If it were me, I'd reverse the question and ask why I should use a GridView, If you need a bunch of built-in features like paging and sorting, then the GridView might be a good fit. If you just want tabular data, I'd reconsider. Why? Because with GridView you're getting a whole bunch of stuff you won't use, your ViewState will be potentially huge, and your page performance will be slower.

I'm not a bigot when it comes to GridView, but I only use them when there is a damn good reason.

CarmineSantini
If I forgo using a GridView, do you sugguest I use another Repeater to build my <table> HTML or loop through the dataset in the codebehind and spit my output into a Literal?
Bill Ayakatubby
If code behind, I would add to your table with controls (HtmlTableRow, HtmlTableCell) instead of building a string and dumping it into a literal (if that's what you meant). Or use HtmlTextWriter. I don't like to do presentation in code-behind, so if it were me, I'd use a Repeater or ListView.
CarmineSantini
+1  A: 

In your above scenario, you'd be better off doing a master-detail style GridView, which will save you the overhead of all those GridView objects that get created.
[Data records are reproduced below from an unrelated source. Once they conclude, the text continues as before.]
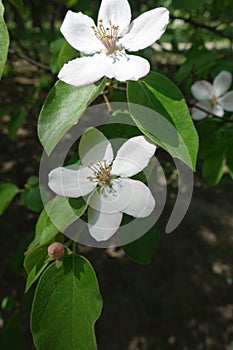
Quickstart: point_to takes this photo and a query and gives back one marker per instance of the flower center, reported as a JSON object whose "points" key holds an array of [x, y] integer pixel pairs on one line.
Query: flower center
{"points": [[102, 173], [213, 101], [107, 36]]}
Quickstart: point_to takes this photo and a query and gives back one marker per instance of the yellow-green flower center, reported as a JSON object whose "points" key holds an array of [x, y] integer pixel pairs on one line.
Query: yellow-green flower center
{"points": [[101, 173], [107, 36]]}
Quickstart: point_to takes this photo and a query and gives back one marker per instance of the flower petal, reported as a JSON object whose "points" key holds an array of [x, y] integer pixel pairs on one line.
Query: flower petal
{"points": [[202, 90], [77, 30], [198, 114], [125, 67], [146, 29], [111, 199], [217, 110], [141, 203], [82, 71], [133, 156], [70, 182], [94, 147], [226, 101], [118, 12], [102, 226], [222, 83]]}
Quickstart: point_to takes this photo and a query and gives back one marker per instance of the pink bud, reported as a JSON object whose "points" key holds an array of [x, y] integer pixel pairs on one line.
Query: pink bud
{"points": [[56, 250]]}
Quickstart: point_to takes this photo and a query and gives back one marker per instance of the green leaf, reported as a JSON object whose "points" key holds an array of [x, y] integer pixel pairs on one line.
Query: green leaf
{"points": [[166, 120], [66, 305], [58, 214], [7, 193], [32, 199], [230, 162], [213, 169], [17, 3], [4, 41], [35, 263], [62, 109], [142, 250], [16, 121]]}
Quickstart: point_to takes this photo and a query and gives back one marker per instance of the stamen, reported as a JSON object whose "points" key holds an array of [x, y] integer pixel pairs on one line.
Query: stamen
{"points": [[102, 173], [107, 36]]}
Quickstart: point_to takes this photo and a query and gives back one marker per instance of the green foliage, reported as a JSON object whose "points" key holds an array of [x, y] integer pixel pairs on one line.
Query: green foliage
{"points": [[62, 109], [35, 263], [31, 196], [7, 193], [67, 298], [4, 42], [167, 121]]}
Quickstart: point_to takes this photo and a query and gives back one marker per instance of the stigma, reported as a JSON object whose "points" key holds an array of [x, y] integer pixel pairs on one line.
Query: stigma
{"points": [[101, 173], [108, 36]]}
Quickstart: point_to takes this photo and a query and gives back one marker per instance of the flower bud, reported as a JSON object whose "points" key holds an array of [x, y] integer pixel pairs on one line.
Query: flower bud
{"points": [[56, 250]]}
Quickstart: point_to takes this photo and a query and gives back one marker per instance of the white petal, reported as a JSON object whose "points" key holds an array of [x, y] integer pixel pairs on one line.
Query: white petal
{"points": [[222, 83], [226, 101], [141, 203], [217, 110], [112, 200], [69, 182], [94, 146], [102, 226], [82, 71], [125, 67], [76, 28], [146, 29], [198, 114], [116, 11], [202, 90], [133, 156]]}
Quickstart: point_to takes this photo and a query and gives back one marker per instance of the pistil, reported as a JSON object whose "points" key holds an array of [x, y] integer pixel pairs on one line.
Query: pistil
{"points": [[107, 36], [102, 173]]}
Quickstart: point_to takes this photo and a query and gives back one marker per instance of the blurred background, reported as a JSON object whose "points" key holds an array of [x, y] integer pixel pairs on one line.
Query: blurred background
{"points": [[183, 299]]}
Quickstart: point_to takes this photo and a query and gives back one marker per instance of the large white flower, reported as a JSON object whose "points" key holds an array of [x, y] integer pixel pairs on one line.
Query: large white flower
{"points": [[112, 191], [108, 40], [213, 98]]}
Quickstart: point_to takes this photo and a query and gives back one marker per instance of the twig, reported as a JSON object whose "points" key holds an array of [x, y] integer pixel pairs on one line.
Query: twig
{"points": [[221, 33], [29, 60]]}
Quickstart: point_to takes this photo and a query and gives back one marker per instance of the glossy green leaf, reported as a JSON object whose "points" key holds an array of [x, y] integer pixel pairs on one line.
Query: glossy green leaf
{"points": [[35, 263], [166, 119], [66, 305], [58, 214], [32, 199], [7, 193], [4, 41], [213, 169], [142, 250], [16, 121], [230, 162], [62, 109], [17, 3]]}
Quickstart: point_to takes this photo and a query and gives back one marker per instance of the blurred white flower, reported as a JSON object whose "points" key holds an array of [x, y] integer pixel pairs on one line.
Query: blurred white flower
{"points": [[213, 97], [112, 191], [108, 40]]}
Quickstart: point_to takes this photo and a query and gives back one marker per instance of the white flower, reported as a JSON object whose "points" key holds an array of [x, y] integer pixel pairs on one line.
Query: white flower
{"points": [[112, 191], [213, 98], [108, 40]]}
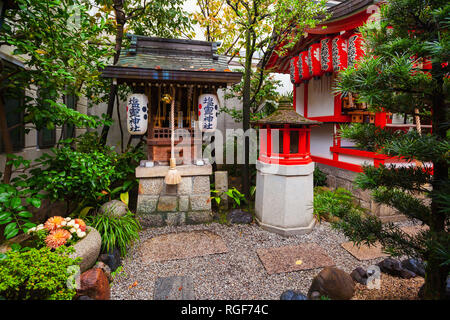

There are various implementation of it (using a drop down for the master, using a modal popup for the detail, etc.), but the main point is that there are implementations available.

Dillie-O
Unfortunately, the design requirement dictates that every outer repetition must be the name of a state followed by a table of cities. I've edited my post to make that point clear.
Bill Ayakatubby
+1  A: 

At the very least, hopefully you can turn off ViewState on the GridViews.

Alison
+1  A: 

The best solution I was able to come up with was to nest the GridView in the Repeater. Then I bound each repeated GridView during the Repeater's ItemDataBound event. I turned off their ViewStates, of course, as they weren't required.